Evolving Use Cases into Large-Scale Deployment

When it comes to Industrial AI deployments, use cases typically target specific areas. One of the prominent AI applications in manufacturing, for instance, is predictive maintenance. It uses AI models for predicting the probability of machinery breakdown and saving downtime while enhancing operational efficiency. Nonetheless, the essential adjustments required for evolving such a use case into a solution that can be scaled to run on various machines, at multiple sites and across different product lines tend to be considerable.
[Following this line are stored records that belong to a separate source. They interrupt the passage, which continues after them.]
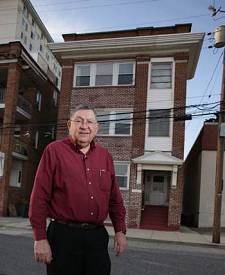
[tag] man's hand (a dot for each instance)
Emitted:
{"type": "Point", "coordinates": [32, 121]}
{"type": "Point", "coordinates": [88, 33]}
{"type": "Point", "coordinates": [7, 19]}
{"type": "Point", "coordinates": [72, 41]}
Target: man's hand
{"type": "Point", "coordinates": [42, 252]}
{"type": "Point", "coordinates": [120, 243]}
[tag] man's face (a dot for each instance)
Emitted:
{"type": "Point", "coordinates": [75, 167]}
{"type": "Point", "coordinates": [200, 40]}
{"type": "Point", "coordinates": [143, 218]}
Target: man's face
{"type": "Point", "coordinates": [83, 127]}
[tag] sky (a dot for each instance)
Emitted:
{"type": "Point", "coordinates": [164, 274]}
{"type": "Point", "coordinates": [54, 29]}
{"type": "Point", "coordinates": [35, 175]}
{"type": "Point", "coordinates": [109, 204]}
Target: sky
{"type": "Point", "coordinates": [80, 16]}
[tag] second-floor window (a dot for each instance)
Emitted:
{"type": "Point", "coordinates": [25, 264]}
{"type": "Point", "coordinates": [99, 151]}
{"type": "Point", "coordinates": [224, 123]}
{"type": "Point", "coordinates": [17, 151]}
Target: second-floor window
{"type": "Point", "coordinates": [122, 173]}
{"type": "Point", "coordinates": [159, 123]}
{"type": "Point", "coordinates": [113, 123]}
{"type": "Point", "coordinates": [38, 100]}
{"type": "Point", "coordinates": [104, 74]}
{"type": "Point", "coordinates": [161, 75]}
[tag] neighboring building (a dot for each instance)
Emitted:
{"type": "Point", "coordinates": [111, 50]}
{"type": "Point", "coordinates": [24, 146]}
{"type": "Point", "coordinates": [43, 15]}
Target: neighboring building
{"type": "Point", "coordinates": [199, 186]}
{"type": "Point", "coordinates": [136, 79]}
{"type": "Point", "coordinates": [28, 102]}
{"type": "Point", "coordinates": [20, 22]}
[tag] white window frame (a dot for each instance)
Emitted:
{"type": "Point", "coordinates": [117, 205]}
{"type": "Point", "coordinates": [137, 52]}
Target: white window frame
{"type": "Point", "coordinates": [36, 139]}
{"type": "Point", "coordinates": [114, 76]}
{"type": "Point", "coordinates": [170, 124]}
{"type": "Point", "coordinates": [38, 100]}
{"type": "Point", "coordinates": [113, 112]}
{"type": "Point", "coordinates": [55, 97]}
{"type": "Point", "coordinates": [162, 60]}
{"type": "Point", "coordinates": [128, 173]}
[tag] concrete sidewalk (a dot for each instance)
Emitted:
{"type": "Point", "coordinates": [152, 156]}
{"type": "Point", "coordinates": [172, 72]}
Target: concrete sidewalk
{"type": "Point", "coordinates": [21, 226]}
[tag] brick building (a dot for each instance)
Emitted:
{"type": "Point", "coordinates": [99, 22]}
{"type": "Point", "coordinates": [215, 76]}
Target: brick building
{"type": "Point", "coordinates": [136, 80]}
{"type": "Point", "coordinates": [199, 184]}
{"type": "Point", "coordinates": [29, 81]}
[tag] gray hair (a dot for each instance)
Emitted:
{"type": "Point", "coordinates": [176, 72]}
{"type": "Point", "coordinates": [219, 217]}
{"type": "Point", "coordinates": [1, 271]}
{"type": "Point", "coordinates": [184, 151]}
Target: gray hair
{"type": "Point", "coordinates": [82, 107]}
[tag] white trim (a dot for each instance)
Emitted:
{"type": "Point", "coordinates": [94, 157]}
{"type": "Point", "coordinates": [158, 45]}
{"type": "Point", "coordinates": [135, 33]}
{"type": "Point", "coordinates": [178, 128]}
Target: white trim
{"type": "Point", "coordinates": [128, 173]}
{"type": "Point", "coordinates": [115, 73]}
{"type": "Point", "coordinates": [19, 156]}
{"type": "Point", "coordinates": [132, 46]}
{"type": "Point", "coordinates": [112, 123]}
{"type": "Point", "coordinates": [181, 61]}
{"type": "Point", "coordinates": [136, 191]}
{"type": "Point", "coordinates": [8, 61]}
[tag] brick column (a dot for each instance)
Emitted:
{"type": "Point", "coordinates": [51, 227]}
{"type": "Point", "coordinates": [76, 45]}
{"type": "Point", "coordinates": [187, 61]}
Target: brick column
{"type": "Point", "coordinates": [176, 195]}
{"type": "Point", "coordinates": [65, 98]}
{"type": "Point", "coordinates": [7, 132]}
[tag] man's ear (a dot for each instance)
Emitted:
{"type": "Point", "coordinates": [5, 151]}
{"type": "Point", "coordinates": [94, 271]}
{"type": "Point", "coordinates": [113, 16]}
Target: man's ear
{"type": "Point", "coordinates": [68, 124]}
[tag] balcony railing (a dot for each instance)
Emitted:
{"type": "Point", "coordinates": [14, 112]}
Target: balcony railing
{"type": "Point", "coordinates": [20, 147]}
According to recent research, the majority of about 70% of Industrial AI projects have been stuck in pilot mode and cannot be scaled up into production.

The real challenge is scaling algorithms designed for single machines or processes to entire supply chains or a network of factories. According to the Siemens whitepaper Next-Gen Industrial AI, scaling AI requires not only robust model design but also a deep understanding of operational contexts for AI recommendations to be reliable, consistent, and actionable across a diverse range of production environments. Stitching the various use cases together into a cohesive Industrial AI strategy demands cross-functional competencies in engineering, data science, and domain-specific knowledge, underscoring the need for more collaborative, multidisciplinary approaches.

Building Scalable Infrastructure

The infrastructure that is needed to scale AI in industrial organizations requires housing high-volume data processing, data storage, and real-time analytics. Traditional IT infrastructure can fall short of the data-intensive demands that AI places on an industrial environment. Cloud resources can become expensive quickly. Therefore, edge computing acts an increasingly important component in an industrial setting by providing real-time processing of data closer to where the data is being produced, such as sensors on machinery or production lines.

Scaling Industrial AI requires a shift from centralized data storage to hybrid models leveraging both cloud and edge capabilities. This shift implies that decisions can be made much quicker locally, which is important in maintaining efficiencies on the factory floor. A glimpse into scalable infrastructure solutions that integrate AI and IoT to facilitate real-time insights is offered through Siemens' Insights Hub (formerly MindSphere), the open cloud-based IoT operating system. However, large-scale installation of such infrastructure itself is not straightforward due to high costs involved, complex integration, and regular maintenance that is required between facilities.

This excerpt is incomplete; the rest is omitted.